The average Frenchman works about 18 hours per week, the average Italian – close to 17. Even Europe’s biggest workaholics – the British – don’t work as much as Americans (21 hrs a week for the average British compared to 25 for the average American). Europeans have been astonished by the amount of time Americans are willing to spend in the office -  how can Americans not want to take off a whole month in the summer to go on a vacation? Well, workers in Japan are even more extreme when it comes to work. If you are thinking about getting a job in Japan – think again! Japanese workers are known to work about 12 hours a day! Yes, you can leave at 5.30pm when the day is over but you might get many bewildered and disapproving looks.

What is better? Having a huge paycheck or having the time to enjoy a vacation with family and friends? The Swiss who take about 16 weeks of vacation per year would tell you to go enjoy some time off, whereas the Japanese would be mortified by such an idea when there is so much that needs to be done.

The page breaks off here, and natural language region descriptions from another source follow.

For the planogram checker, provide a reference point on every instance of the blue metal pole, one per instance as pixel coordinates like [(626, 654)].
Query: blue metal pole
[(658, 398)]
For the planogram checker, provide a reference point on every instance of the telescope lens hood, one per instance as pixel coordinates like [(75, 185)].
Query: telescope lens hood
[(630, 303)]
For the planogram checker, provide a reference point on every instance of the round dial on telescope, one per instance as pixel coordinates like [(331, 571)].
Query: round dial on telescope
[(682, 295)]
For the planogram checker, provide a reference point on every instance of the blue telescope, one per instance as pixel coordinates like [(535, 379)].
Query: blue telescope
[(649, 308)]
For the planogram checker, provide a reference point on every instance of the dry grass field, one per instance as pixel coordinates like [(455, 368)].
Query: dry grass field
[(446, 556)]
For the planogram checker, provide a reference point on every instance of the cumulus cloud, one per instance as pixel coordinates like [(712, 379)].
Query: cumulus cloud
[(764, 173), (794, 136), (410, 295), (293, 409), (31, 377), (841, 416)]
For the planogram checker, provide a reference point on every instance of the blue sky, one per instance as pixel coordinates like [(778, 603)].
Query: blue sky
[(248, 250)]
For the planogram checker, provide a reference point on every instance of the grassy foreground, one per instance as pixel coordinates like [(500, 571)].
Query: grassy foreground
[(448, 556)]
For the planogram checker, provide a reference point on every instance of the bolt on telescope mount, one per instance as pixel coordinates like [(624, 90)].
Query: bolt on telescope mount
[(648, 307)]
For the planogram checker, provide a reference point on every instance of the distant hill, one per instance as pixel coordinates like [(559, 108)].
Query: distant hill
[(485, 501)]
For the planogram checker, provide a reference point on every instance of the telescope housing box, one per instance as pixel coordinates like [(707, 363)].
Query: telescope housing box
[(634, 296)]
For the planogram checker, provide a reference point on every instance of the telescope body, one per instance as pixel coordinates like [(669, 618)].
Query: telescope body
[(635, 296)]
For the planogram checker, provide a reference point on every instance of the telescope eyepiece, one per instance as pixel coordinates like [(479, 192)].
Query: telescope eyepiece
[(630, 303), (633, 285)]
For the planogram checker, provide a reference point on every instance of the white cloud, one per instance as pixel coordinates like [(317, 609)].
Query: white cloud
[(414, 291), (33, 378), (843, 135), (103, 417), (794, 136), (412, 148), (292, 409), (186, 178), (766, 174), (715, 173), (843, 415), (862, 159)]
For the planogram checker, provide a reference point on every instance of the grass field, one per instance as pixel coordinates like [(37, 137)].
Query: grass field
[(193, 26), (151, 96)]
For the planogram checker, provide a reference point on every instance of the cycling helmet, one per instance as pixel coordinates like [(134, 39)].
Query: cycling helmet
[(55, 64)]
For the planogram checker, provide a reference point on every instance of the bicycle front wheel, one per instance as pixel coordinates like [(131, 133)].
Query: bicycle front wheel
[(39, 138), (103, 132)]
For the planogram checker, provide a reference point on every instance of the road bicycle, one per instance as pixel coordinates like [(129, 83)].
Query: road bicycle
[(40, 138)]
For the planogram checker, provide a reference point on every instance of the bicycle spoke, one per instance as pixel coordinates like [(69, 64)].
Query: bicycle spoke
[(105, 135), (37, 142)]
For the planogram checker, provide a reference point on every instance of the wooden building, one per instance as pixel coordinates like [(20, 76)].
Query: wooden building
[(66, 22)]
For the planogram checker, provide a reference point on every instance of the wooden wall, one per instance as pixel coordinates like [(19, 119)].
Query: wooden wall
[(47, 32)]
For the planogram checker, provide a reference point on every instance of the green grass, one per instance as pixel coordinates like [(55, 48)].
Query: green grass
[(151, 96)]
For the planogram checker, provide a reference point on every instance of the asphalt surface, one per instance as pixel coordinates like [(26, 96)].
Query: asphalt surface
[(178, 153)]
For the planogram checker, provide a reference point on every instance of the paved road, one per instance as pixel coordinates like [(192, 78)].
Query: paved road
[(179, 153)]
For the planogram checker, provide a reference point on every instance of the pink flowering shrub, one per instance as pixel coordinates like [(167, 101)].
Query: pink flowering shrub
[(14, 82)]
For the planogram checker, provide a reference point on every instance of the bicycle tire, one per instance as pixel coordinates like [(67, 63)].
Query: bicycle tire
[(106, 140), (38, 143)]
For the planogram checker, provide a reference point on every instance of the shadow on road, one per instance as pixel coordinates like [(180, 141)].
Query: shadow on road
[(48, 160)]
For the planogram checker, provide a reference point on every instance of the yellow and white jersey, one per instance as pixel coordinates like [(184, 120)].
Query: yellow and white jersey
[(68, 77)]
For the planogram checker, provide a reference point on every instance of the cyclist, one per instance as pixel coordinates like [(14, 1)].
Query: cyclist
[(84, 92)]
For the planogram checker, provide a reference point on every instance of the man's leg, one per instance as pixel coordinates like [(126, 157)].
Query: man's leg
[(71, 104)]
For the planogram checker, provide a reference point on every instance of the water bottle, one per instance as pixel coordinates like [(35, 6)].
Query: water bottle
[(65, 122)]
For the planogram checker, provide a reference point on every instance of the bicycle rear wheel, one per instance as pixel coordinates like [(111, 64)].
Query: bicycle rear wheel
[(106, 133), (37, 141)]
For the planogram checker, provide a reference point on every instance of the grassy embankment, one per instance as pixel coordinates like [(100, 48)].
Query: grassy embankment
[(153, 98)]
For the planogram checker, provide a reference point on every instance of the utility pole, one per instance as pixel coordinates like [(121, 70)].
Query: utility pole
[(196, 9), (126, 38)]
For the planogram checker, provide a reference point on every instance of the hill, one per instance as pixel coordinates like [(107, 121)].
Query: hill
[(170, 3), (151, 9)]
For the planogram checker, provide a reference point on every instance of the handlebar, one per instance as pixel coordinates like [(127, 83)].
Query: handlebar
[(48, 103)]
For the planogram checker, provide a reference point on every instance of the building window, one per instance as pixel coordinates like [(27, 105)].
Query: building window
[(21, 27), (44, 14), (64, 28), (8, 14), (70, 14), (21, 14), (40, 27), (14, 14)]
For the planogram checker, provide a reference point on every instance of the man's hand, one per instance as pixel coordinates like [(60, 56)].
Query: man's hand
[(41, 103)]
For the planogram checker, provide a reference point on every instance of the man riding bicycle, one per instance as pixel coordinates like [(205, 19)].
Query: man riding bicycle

On a personal level, people have different preferences – some strive for higher paychecks, others for a more relaxed life. These personal choices affect the economy of the country however. The United States reported a much higher GDP per capita than the European nations. However, it is at the expense of more stress, and less time to spend with family and friends, which leads to people becoming less social. Japan has become the fastest aging country in the world with its government hoping that this problem would be resolved by forcing people out of the office at 5.30pm twice a week by turning the heat and lights off. In the mean time, Europeans remain stress-free when they enjoy vacations with friends while paying sky high taxes and facing huge unemployment.

This proposes a dilemma: higher productivity or more relaxed employees? If workers are more relaxed, they will come to work with fresh minds and new ideas which is what we need in today’s economy. However, less work hours mean smaller paychecks which gives people less of an incentive to do their best at the workplace.